Salt

One of the many, many cool things about Madeleine Zelin’s new book The Merchants of Zigong: Industrial Entrepreneurship in Early Modern China is its discussion of guanyun, or official shipping. The book as a whole is about the evolution of the salt trade in Zigong, Sichuan in the Late Qing and Republic. Salt was of course a major industry in Qing China, and as in many other places in the world of great interest to the state, as it was easily taxed. Therefore sources are abundant, and Zelin has written one of the best recent books on Chinese business history. Nobody working on the Chinese economy today still accepts the old position that the Chinese economy was run by glorified peddlers who lived in terror of offending the dreaded Mandarins, but at the same time there have been very few detailed studies of the development of Chinese economic organizations and businesses.
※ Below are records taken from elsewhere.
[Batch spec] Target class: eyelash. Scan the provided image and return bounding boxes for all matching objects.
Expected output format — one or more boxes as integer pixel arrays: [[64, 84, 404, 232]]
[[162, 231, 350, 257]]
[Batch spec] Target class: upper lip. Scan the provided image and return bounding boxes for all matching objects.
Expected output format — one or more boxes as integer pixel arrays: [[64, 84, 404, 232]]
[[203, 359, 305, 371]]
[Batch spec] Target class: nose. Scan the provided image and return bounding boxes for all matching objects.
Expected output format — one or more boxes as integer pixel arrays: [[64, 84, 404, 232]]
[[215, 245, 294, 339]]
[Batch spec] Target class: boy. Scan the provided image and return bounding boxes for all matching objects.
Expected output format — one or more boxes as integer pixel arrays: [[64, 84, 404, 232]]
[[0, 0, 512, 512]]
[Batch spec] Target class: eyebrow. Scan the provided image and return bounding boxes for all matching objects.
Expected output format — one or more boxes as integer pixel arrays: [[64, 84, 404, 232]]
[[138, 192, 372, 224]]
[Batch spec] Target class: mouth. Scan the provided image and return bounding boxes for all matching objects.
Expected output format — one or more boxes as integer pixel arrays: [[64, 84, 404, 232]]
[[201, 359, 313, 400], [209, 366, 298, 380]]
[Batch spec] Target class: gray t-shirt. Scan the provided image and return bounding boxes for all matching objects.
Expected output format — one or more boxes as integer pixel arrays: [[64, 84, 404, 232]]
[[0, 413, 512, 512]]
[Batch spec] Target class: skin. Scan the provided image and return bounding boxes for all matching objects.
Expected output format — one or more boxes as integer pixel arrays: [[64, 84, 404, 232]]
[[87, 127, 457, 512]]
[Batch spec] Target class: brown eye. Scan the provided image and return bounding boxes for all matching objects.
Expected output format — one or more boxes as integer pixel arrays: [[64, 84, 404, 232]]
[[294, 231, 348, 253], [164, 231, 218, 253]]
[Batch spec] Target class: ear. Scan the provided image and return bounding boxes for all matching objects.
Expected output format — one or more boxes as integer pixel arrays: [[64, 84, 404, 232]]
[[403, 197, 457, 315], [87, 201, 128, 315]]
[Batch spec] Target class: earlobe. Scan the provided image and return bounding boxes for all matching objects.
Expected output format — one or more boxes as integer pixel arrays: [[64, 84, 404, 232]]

Of the many things that I like about this book the treatment of Ding Baozhen’s 1877 proposal for a system of state-run wholesale shipping of salt. Salt smuggling was an endemic problem for Chinese states, and of course those best placed to smuggle salt were the official salt merchants, who had the capital, transport, and knowledge of the market to be really effective at large-scale smuggling. The official transport system aimed at curbing smuggling by having wholesale salt shipments be made by the state, rather than licensing merchants to buy salt from the yards then trusting them to ship and sell it appropriately. This was a system with many annoying features for salt producers and merchants. The state preferred to deal with the larger producers and to buy salt evaporated with natural gas rather than coal, which tended to drive out small producers. Producers could no longer wrap and brand their own salt, and the state set prices. Vertically integrated salt firms became almost impossible to maintain.

The reason I find all this interesting, is that the Qing and Republican states followed almost the same pattern, for pretty much the same reasons, with the opium trade.  Of course there the fact that state policy was retarding the growth of business would have been regarded as a plus. Still, it is interesting to see that the state was developing a set of policies that it applied to a multiple trades.

4 Comments

  1. Johnathan,

    Not sure it would work all that well for undergrads. It is a little complex, and seems to assume a lot of knowledge about the state of the field. I tend to use Soulstealers, for a pure Qing book but maybe one of the Manchu books would be better? Maybe I will do a post on this.

  2. I absolutely agree, Zelin’s is a fantastic book that should be read by everyone in the field. Salt, as we all know, was one of the most important commodities in imperial China and has been partially covered by other China scholars, i.e. Man Bun Kwan’s The Salt Merchants of Tianjin (2001) and S.A.M. Adshead’s The Modernization of the Salt Industry (1970) (discussing the American-run Salt Gabelle in the Republican era). But Zelin’s book, besides being the best of the three, has relevance beyond the industry itself as it details the evolution of innovative Chinese business practices providing a great model of business history that simultaneously disproves many of Alfred Chandler’s arguments about general business history.

  3. Alan,

    I already use Soulstealers (also Struve’s collection and Cohen’s Boxer book), but the point about economic/commercial history is one that bothers me, in terms of my own teaching. I don’t slight it, in my own mind, but my sources are fairly strongly focused on intellectual, political, social history.